Although Hugh Herr was a respected professor at Harvard Medical School, he says finding someone to bankroll a new prosthetic knee project was tough before the Iraq war. He could get funding from the prosthetic industry, but government sources showed little interest.
But a year and a half after the invasion of Iraq, the tides turned. The United States Department of Veterans Affairs provided the Massachusetts Institute of Technology and several other institutions with $7.2 million to study artificial arms and legs for amputees. The money, along with key technological innovations, has helped Dr. Herr, now an associate professor at the MIT Media Lab, create a powered ankle and knee, the next generation of prosthetics.
“If you plot prosthetic limb technology versus time, you see a major spike in innovation after every war – except Vietnam … and this current conflict is similar in that regard,” says Herr. And since his latest research has implications for other fields, such as robotics, he hopes interest and funding will continue after the Iraq war ends.
Throughout history, war has presented unique challenges that have spurred and inspired the development of new technologies – inventions that may have taken years, or even decades, to evolve in the civilian market. After more than five years, the wars in Iraq and Afghanistan have begun to leave their footprint on science history, generating everything from thermal imaging devices to video-game-like training platforms that are already trickling into daily life.
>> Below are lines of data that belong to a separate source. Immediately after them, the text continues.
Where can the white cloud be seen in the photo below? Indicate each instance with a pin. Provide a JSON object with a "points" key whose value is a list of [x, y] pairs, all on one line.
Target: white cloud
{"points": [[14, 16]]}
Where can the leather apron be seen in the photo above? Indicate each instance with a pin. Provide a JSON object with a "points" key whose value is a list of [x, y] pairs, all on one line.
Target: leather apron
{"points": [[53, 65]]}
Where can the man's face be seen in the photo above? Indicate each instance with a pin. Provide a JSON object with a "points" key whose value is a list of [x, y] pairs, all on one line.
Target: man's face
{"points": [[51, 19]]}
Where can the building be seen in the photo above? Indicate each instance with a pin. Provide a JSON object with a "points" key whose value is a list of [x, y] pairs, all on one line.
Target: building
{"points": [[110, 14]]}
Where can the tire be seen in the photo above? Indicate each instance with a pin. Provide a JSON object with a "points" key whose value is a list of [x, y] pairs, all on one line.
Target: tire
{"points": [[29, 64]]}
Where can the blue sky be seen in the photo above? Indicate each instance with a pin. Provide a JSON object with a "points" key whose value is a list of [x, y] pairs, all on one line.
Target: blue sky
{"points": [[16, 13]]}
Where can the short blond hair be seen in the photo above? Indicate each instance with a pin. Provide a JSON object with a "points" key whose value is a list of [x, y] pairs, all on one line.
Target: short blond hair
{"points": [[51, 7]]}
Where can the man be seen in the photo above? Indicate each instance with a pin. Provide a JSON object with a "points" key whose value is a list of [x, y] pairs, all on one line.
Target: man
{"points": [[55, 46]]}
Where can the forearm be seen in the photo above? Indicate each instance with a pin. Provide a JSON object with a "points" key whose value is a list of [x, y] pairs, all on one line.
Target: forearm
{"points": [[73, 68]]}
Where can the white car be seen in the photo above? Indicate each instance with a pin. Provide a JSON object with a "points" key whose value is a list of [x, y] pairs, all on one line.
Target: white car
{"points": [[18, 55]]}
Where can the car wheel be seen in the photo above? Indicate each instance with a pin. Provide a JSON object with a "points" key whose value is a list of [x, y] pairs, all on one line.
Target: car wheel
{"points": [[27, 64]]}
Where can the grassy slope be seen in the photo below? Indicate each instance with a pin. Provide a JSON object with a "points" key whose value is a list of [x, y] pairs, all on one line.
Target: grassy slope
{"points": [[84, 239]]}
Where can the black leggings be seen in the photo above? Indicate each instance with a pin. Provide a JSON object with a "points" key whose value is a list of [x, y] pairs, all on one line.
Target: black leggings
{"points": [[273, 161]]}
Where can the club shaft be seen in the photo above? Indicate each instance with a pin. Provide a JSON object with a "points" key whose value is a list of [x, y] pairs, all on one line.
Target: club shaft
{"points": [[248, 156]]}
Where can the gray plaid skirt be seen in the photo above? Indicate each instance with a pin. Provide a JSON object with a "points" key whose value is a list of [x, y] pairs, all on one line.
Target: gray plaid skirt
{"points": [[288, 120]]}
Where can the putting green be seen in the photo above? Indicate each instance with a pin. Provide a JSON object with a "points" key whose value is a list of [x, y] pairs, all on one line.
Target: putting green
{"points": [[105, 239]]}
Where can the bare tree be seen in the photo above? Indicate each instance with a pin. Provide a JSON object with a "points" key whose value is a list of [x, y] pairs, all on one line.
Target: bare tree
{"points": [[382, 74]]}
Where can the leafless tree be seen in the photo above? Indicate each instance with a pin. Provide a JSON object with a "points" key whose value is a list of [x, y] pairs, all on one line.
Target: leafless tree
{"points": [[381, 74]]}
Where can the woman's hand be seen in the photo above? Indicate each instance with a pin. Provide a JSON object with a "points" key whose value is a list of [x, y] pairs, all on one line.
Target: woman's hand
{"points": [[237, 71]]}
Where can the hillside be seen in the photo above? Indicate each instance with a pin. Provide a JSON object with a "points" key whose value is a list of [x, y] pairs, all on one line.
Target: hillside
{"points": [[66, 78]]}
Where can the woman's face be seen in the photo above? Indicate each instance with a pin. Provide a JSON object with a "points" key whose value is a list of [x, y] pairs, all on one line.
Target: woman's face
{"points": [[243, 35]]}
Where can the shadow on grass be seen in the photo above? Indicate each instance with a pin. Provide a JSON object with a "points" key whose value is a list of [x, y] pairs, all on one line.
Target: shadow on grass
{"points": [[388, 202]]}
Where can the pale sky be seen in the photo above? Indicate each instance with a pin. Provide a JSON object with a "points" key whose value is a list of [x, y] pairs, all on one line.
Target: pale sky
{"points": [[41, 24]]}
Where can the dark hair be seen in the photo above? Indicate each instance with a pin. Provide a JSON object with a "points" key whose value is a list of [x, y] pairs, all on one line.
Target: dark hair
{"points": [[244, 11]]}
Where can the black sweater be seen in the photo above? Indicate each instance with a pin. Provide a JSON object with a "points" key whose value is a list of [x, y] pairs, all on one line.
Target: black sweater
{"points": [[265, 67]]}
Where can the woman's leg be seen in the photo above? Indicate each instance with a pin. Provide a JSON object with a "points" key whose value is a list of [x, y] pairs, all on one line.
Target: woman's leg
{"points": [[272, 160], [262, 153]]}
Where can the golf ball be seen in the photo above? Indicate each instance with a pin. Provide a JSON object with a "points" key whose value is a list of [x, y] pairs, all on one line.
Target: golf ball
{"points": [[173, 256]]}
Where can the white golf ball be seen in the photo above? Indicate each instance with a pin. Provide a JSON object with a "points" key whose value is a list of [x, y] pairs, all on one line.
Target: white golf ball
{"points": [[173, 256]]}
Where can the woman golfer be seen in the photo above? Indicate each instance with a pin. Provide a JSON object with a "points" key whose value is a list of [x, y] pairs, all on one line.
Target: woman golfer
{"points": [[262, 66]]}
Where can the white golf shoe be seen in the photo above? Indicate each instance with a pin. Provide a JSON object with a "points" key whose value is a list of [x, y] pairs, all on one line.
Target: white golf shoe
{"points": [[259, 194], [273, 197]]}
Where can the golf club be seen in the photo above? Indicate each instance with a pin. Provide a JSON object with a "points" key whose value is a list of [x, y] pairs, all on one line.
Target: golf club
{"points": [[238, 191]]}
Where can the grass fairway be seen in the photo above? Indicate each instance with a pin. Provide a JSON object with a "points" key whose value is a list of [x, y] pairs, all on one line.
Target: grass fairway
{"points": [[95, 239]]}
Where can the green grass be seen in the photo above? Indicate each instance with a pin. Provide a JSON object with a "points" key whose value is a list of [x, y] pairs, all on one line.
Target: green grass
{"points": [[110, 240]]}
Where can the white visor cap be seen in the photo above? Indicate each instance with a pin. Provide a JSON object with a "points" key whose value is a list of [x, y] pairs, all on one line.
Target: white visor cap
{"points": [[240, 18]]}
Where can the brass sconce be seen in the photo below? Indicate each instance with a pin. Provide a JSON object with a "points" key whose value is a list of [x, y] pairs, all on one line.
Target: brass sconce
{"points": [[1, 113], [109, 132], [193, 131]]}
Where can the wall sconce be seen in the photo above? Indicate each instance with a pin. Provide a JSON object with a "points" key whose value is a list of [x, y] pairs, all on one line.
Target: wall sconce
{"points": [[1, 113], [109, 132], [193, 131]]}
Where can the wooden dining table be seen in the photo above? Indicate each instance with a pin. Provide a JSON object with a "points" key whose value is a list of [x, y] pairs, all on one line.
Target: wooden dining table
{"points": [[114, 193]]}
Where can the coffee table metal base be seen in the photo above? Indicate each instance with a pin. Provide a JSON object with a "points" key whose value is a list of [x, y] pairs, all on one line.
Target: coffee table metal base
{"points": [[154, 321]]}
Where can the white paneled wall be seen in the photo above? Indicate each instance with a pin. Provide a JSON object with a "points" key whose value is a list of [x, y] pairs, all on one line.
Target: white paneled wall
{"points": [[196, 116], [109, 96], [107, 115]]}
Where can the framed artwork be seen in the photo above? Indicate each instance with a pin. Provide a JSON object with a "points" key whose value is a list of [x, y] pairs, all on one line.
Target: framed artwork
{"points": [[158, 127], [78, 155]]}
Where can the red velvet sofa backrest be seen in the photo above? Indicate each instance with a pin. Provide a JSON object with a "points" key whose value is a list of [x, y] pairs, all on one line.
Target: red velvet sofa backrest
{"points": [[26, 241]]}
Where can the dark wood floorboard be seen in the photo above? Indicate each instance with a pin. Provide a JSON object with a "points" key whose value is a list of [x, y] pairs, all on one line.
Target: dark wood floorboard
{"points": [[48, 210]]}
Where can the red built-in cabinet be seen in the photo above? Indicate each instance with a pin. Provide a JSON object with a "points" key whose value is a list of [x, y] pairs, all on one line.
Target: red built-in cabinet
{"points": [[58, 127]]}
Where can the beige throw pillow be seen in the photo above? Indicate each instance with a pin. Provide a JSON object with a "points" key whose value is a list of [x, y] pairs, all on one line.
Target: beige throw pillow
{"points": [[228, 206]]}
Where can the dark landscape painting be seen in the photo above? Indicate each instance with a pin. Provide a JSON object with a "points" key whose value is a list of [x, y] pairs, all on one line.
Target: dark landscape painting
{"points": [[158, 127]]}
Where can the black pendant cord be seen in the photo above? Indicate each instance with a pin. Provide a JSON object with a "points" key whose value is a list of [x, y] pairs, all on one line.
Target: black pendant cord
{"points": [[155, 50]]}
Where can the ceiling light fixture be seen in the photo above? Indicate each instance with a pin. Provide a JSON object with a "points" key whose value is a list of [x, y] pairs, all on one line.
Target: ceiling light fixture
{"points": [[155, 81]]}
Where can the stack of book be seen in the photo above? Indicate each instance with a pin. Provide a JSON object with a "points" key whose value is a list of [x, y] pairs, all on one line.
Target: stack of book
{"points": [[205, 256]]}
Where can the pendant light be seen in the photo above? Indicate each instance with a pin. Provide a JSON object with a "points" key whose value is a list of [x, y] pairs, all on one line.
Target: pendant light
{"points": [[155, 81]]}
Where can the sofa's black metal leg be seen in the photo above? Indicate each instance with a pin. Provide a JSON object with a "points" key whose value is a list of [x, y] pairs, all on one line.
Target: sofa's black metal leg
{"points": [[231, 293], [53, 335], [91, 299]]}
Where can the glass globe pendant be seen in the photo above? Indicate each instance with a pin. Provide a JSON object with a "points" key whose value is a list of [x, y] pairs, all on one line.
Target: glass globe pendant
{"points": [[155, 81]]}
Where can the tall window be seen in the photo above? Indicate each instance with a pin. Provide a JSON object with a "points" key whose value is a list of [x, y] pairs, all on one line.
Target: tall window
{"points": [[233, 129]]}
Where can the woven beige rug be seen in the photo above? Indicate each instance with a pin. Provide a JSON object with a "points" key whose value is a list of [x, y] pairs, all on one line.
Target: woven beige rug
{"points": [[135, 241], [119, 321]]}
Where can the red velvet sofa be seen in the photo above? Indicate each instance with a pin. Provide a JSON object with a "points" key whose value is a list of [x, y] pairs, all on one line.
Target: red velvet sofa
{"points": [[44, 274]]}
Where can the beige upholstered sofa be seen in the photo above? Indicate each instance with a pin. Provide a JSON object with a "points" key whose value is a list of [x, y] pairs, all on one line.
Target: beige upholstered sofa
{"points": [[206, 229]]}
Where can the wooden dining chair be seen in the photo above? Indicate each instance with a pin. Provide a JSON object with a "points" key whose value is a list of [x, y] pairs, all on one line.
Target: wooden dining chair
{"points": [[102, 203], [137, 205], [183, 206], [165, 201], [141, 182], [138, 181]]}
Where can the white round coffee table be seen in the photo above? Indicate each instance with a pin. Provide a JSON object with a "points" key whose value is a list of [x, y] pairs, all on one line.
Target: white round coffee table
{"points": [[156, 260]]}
The military has driven technology as far back as the Roman Empire. The Roman road system, for example, was originally built for troop transport, but civilians were the ultimate beneficiaries. The same could be said about Eisenhower’s interstate highway system, designed during the cold war.
“As war became so technologically dependent, a whole range of technologies became important and many of them had civilian applications,” says Alex Roland, a history professor who focuses on the military and technology at Duke University in Durham, N.C. “Each particular conflict, if it goes on long enough, spurs its own special kinds of development.”
In America’s current conflicts, concerns about overstretching the military have allowed for significant investment in devices that allow fewer troops to do more.In years past, soldiers on guard duty watched their base’s perimeter through a pair of binoculars. Today, many rely on thermal imaging. A system created by FLIR, an imaging company in Wilsonville, Ore., can generate a clear picture of an area 20 kilometers away in total darkness and through smoke or fog. FLIR has worked with the military to provide these systems since the 1980s, seeing a boom in business during each conflict. But nothing has generated business like the Iraq and Afghanistan wars. Since 2000, the value of the company’s stock has increased by at least a hundredfold.
Since 2006 the company has sold its thermal imaging technology to the public, making systems for boats and cars. Today, motorists can purchase select BMW models with one of FLIR’s imaging systems for an additional $2,200. Five years ago, the least expensive imaging device from FLIR cost $50,000.Prices have dropped in large part because of the volume of military orders. By introducing products to massive automobile and boat markets, FLIR hopes to keep prices low long after US troop withdrawals.
Back in Iraq, thermal imaging has been given an even longer range by attaching it to Unmanned Aerial Vehicles (UAVs), another technology growing roots. Though autonomous drones have existed for at least a decade, battlefield commanders did not expect them as part of their standard toolkit until the Iraq and Afghanistan wars.
Wars have always generated innovation. They tend to concentrate the mind on solving specific problems while at the same time freeing up resources to solve the problems. The spin offs are similar to those from the space program which has provided numerous consumer benefits from Tang to Velcro.
One area where wars have produced the most innovation is aircraft. Each generation of aircraft have produced huge leaps over the previous. In this war it is the UAV. It is a craft still in its infancy. Attaching Hellfire missiles to Predators is equivalent to World War I pilots attaching machine guns to the front of their planes and throwing grenades out the cockpit. I think we will see much more robust attack UAV's as well as fighters.
We are already seeing civilian applications of the UAVs in law enforcement along the border and in cities. Expect more.